Mr. and Mrs. Thomas Fortune Ryan regret that a prior engagement prevents them from accepting the polite invitation of Col. and Mrs. John Jacob Astor for Sunday afternoon, December seventeenth.
Mr. and Mrs. John Pierpont Morgan, senior, regret that they will be unable to attend the luncheon of Colonel and Mrs. John Jacob Astor on Sunday, December seventeenth . . .
CHAPTER 16
We were roundly snubbed. I don’t mind admitting that to you now, although at the time, it was a reality we danced around, your father and I. A blank space had opened between us, this conclusive fact of our apartness, and neither of us could quite think of how to breach it. Or even if it was ours to breach. Anyway, it’s not much of a secret these days, that cocoon of isolation the Four Hundred spun around us after we ventured off the Noma. I honestly can’t claim it came as a surprise—at least, not to me.
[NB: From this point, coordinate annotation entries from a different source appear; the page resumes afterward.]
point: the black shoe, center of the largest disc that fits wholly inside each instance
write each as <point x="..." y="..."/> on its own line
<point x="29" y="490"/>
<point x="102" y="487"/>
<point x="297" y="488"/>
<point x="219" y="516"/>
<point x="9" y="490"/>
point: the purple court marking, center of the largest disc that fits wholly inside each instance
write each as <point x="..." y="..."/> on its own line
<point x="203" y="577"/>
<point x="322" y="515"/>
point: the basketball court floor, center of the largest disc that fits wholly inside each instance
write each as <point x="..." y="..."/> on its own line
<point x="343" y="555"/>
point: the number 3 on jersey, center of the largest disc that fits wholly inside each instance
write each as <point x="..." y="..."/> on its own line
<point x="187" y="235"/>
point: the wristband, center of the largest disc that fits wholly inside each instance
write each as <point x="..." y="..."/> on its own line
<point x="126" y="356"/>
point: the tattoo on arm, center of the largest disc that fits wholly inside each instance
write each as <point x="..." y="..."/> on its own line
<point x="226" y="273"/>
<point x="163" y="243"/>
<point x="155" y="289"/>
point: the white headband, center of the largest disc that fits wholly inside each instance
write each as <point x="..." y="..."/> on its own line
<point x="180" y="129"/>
But I don’t think Jack had ever noticed how many versions of she’s certainly not Ava, is she? were exchanged behind our backs. The whispers of the Knickerbockers never wormed their way into his ears the way they did mine.
The press delighted in noting our unusual lack of festivities, especially so close to the holidays. Why, the colonel and Mrs. Ava Astor had entertained so grandly in the years before! They had opened their mansion and their wallets and the legendary stories of French champagne and resplendent dinners and costume balls had become etched in the memories of anyone who mattered, and a great many more who did not. It was, after all, an Astor tradition to throw such glamourous parties, those lavish fêtes, just as the Mrs. Astor used to do.
 
; How strange that her son and his teenaged bride had shunned the idea of even an informal Christmas reception. Perhaps the new Mrs. Astor wasn’t feeling quite well.
And I wasn’t. Not really.
The mansion was cold. I was cold. Every single day was cold and raw and lonely, even the ones when my family came to visit, or some of my old Junior League friends (their eyes wide as soon as they walked in, trying not to gawk at the relentless cascade of ostentation and gloom).
Jack told me to give his people some time. “They’ll come around,” he said. “They must.”
But I didn’t see why they should. They were his set, not my own. I had nothing to offer them beyond myself, and they had already made their feelings about that resoundingly clear.
The jewelry safe in my boudoir still holds nearly forty stickpins of solid gold, untouched, each engraved with our initials, J&M, lovingly intertwined.
I suppose I can always sell them for scrap.
December 1911
Manhattan
The fire was tall and blazing in the south morning room, lending the brèche blanche marble hearth an ambered, shifting glow. Even with the logs burning so hot, even with the winter sun outside shining so bright, the chamber remained shivery, the heat lost to the immense corners and lofty ceiling, or eaten up, perhaps, by all the cuivre doré, gold and gleaming, that seemed to decorate every last inch of space.